Then, the meal begins, and within minutes, the air in the room shifts. Maybe the person stares at the plate as if they’re looking at a foreign object. Maybe they push the fork away with a look of genuine fear. Or perhaps the meal is moving at a snail's pace, and you can feel your own blood pressure rising as you realize you have a dozen other tasks waiting for you.

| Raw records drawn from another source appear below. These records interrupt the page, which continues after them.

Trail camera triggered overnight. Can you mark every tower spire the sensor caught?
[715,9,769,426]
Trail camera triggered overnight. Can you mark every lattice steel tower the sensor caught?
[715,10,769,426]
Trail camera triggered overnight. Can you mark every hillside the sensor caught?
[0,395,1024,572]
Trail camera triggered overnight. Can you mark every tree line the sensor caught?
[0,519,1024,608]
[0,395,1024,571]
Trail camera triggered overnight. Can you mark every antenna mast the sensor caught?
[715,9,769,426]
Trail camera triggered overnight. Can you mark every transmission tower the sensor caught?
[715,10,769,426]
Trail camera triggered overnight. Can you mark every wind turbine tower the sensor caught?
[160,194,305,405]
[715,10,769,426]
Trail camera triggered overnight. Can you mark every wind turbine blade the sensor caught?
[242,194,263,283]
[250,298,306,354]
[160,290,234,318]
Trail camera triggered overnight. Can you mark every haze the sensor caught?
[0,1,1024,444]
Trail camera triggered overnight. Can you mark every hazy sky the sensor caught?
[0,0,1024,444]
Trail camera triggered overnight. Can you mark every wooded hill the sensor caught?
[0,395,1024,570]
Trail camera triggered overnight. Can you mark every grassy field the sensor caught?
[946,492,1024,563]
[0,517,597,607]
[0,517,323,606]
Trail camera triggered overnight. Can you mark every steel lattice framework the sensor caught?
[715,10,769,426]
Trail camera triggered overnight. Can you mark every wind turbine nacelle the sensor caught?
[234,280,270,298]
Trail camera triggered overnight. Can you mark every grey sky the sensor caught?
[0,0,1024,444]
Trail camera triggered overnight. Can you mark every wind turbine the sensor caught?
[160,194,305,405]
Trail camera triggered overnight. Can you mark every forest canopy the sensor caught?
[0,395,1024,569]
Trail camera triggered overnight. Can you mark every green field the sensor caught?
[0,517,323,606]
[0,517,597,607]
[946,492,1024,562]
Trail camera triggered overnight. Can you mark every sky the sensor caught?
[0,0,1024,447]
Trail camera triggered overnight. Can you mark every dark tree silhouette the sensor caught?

When eating gets hard, our first instinct is to fix the food. We try a different recipe, we offer a bribe of dessert, or we start cheerleading them to take just one more bite. But in my twenty-plus years as a physical therapist and a dementia care trainer, I have seen that the struggle at the table is rarely about the food itself.

It is about the brain.


The Ultimate Stress Test
I often tell the families and professional teams I coach that mealtime is the ultimate stress test for a brain living with dementia. While tasks like dressing or bathing are certainly complex, they don't require the same level of simultaneous processing that eating does.

Think about what we are asking the person to do when they sit down for a meal. They must navigate physical coordination, sensory input, cognitive sequencing, emotional regulation, and environmental distractions. They must do all of this at the same hour, three times a day, every single day. Most Activities of Daily Living (ADLs) happen once a day. Mealtime is a recurring challenge that constantly tests the limits of neurological reserve.

This is why I developed the Wheel of Function™.

Instead of seeing refusal or agitation as a behavior to be managed, we need to see it as a mechanical failure of a specific spoke. When the wheel stops turning, it isn’t because the person is being difficult. It is because one or more of the five spokes has encountered an obstacle the brain can no longer bypass.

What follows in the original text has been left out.